If she had done more.
If she had only-
If she could have-
If she-.
If.
If.
If.

After ten years she knew better than to tie herself to ifs, but that didn’t make it any easier. Nothing could, except time. And Scylla crumpled down, burying her face against her knees, staring up at the town that rose above her, feeling the sweet-salt water soak through her, burning her scratches, cooling, then burning again as the next wave swept over her thighs. In the past, these streets would have been filled with life. She had thought- maybe- it could have been again. That in the time before Velenia was habitable, she could have helped, but what had Lyndin pointed out?

Your worlds are barren but for plants. They rarely grow food and they have very little protection. They are not safe, no matter how many times you tell yourself that. You do not have the power to fulfill what you are promising. Until your worlds can sustain life, I cannot accept that offer.

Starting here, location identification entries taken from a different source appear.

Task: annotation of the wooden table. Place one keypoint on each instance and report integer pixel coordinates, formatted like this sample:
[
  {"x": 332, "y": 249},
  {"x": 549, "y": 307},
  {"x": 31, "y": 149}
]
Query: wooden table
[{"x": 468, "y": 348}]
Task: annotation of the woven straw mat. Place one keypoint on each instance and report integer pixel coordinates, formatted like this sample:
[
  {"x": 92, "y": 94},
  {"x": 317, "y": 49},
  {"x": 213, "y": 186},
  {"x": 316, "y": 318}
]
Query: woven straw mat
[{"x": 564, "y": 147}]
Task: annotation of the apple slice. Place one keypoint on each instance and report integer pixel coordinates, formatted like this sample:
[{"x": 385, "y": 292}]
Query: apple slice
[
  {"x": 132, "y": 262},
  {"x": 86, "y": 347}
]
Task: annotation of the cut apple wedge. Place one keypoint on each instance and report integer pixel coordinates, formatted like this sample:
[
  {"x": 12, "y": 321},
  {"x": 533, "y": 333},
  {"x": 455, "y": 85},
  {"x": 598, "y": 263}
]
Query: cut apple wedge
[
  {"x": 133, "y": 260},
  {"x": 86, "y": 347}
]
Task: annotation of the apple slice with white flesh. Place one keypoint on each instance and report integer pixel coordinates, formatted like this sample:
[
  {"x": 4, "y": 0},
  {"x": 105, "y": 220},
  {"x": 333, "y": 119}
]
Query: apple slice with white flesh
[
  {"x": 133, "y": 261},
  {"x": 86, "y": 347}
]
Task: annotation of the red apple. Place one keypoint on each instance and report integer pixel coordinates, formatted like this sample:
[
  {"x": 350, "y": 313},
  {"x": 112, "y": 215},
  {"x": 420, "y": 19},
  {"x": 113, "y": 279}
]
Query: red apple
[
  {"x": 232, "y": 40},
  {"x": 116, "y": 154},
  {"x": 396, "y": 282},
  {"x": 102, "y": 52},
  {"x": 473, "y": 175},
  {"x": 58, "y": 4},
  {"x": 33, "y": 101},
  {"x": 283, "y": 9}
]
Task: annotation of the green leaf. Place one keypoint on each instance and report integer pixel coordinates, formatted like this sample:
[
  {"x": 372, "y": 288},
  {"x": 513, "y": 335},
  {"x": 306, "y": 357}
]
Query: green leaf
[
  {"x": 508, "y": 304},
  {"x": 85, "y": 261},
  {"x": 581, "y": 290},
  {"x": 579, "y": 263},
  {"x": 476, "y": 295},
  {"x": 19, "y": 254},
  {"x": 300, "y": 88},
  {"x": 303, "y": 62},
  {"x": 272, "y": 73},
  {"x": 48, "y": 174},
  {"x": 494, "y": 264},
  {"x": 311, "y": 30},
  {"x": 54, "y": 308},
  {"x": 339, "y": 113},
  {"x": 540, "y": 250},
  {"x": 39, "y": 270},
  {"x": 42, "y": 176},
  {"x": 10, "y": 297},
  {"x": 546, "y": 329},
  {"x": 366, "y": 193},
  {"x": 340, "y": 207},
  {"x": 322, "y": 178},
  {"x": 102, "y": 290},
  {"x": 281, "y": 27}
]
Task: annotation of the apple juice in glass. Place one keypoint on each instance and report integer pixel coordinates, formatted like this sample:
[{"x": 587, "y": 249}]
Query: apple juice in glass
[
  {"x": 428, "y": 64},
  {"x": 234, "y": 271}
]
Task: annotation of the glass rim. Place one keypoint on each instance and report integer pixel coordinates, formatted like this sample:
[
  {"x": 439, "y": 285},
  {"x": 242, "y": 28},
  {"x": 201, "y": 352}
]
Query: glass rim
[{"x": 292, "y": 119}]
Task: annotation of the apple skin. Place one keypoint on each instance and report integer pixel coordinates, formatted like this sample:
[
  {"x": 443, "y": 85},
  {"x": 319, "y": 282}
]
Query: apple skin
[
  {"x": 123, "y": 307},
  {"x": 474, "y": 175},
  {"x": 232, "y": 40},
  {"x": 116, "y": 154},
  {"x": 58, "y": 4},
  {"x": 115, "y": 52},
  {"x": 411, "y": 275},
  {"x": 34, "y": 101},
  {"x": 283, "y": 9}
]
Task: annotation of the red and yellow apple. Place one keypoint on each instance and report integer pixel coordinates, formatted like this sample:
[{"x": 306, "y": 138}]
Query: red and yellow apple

Jada couldn’t say how long it was that she cried. A few seconds? Minutes? Hours? Until her throat was raw from screams and wails, and her eyes were sandpaper, and her sinuses were draining, just like the tension in her muscles. Until her chest heaved for air, and her breath was nothing more than a wet gasp and some part of her said it had drowned, and another just… was. Until her mind was calm, and the wordless screaming storm that had been brewing in her burned itself out, melted away to something numb, until the sound of waves narrowed down to only a gentle buzzing.

Her joints cracked as she unfolded herself, one leg at a time. The marks of her jewelry imprinted in her legs, her own nails in her arms- she had reopened the wounds Wolframite had left on her. That was okay. They would heal again. Her head spun, exhausted, and her swollen eyes slid shut as she let her head lean back, against the wall, and she breathed deep.

Something brushed against her arm, and Scylla rubbed it thoughtlessly, brushing it away. Again, and again. An insistent press of something soft. A lock of hair, freed from its braid- heavy. Annoying.

She opened her eyes, moving her hand to begin to twist it back into place.

On her arm was a bee.

Glowing.

Hairy.

We are Scylla. We are the servants of the Great One. In serving him, we bring destruction and death - but we also bring life. The death of an old world, to bring forth a new, the death of a tree in the forest to fertilize the saplings; it is all connected, and it is nothing for us to fear. My death brought your life. Your death will bring mine. And we will continue on and on in a circle, always defying those who would stop us.

The death of a homeworld that could have been, the loss of a person at her hands, and yet here, and now… was life.

This time, when she cried, it was tears of joy.